How to Scrape eBay Listings with Python

Share:

Scrape eBay Using Python and lxml

Table of Content

eBay is the second most visited online marketplace; It gets around 1.2 billion monthly visitors. Therefore, you can get plenty of insights into your competitors and your brand if you scrape data from eBay. In this tutorial, you can learn how to scrape eBay listings using Python.

Data Extracted by Scraping eBay

Here, you will scrape data from eBay to get three pieces of information.

  • Price
  • Title
  • URL

To locate these, you must analyze the webpage and understand the XPaths. You can use the developer options to figure them out.

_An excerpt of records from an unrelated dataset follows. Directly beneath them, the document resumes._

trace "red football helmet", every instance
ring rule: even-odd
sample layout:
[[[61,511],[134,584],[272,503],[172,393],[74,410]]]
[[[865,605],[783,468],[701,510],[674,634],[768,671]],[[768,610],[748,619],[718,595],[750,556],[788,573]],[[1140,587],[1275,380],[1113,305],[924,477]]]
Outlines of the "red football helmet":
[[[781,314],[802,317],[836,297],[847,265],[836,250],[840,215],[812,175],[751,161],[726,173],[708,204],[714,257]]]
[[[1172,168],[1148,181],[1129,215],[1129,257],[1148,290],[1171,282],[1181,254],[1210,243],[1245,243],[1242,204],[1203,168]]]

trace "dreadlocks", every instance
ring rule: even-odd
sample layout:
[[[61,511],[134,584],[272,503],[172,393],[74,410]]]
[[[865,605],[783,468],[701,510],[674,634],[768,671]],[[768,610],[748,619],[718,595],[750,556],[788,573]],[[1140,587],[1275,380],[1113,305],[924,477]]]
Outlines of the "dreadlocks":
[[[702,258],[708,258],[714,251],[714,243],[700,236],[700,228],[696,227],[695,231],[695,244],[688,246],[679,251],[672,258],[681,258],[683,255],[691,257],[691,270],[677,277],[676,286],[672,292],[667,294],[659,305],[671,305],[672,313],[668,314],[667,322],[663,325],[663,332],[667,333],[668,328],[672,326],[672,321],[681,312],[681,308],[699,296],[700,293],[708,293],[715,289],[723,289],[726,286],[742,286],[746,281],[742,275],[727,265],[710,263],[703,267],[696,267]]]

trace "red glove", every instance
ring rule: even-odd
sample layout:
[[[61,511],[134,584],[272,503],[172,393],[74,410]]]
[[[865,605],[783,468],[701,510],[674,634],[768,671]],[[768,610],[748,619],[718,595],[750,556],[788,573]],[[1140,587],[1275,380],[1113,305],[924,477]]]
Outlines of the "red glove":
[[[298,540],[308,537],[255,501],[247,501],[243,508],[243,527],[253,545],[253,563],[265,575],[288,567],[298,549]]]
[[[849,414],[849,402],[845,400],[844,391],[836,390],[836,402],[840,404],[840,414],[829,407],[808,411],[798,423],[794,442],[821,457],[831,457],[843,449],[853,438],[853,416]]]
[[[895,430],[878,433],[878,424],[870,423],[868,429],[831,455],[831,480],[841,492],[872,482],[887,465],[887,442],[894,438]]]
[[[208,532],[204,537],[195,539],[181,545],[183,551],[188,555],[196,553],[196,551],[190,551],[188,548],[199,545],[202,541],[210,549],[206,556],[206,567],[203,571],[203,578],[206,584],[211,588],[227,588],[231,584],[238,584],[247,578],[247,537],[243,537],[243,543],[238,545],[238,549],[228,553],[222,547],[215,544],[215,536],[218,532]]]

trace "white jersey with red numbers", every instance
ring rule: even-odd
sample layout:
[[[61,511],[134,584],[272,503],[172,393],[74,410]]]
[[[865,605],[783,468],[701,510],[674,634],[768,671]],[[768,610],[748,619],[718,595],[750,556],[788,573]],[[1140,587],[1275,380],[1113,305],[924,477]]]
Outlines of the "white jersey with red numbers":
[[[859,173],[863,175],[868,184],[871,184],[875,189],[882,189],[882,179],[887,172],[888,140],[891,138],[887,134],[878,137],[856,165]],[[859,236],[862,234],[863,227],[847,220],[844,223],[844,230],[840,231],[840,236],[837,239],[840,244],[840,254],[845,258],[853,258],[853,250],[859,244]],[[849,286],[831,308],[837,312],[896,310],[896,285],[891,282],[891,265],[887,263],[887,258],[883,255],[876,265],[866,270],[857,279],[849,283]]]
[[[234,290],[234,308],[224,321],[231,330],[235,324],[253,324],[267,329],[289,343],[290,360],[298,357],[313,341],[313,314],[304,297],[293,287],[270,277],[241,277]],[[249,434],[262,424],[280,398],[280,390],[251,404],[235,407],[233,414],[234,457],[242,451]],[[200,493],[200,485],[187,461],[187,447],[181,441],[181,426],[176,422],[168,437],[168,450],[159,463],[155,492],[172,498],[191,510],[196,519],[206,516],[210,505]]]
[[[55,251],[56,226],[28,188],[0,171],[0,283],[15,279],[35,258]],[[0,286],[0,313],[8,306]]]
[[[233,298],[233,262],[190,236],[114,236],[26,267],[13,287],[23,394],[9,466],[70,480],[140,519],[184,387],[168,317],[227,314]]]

Screenshot showing data points scraped using Python and lxml

Set up the environment

To scrape eBay with Python, you must first set up the environment by installing Python and the necessary packages. This Python script to search eBay uses three external libraries.

  • requests
  • Unicodecsv
  • lxml

You can install them using Python pip.

pip install requests unicodecsv lxml

Scrape eBay Listings: The Code

The first part of the code to scrape data from eBay contains import statements. These will allow you to use the libraries and the modules.

import argparse
import requests
import unicodecsv as csv
from lxml import html

Here,

  • argparse allows you to make your script accessible from the command line
  • unicodecsv enables you to read and write CSV
  • requests can send HTTP requests and receive response
  • lxml can parse HTML code

The code has one defined function, parse(). Its purpose is to

1. Accept a brand name

This code gets the brand name from the user as a command line argument. You use the argparse module for that.

2. Send requests to eBay and get a response

The next step is to use requests to send HTTP requests. You also send headers along with the HTTP request; these headers tell the eBay server that the request originated from a legitimate user.

3. Scrape products from the response

The code then uses the html.fromstring() method of parsing the response text, which is the source code.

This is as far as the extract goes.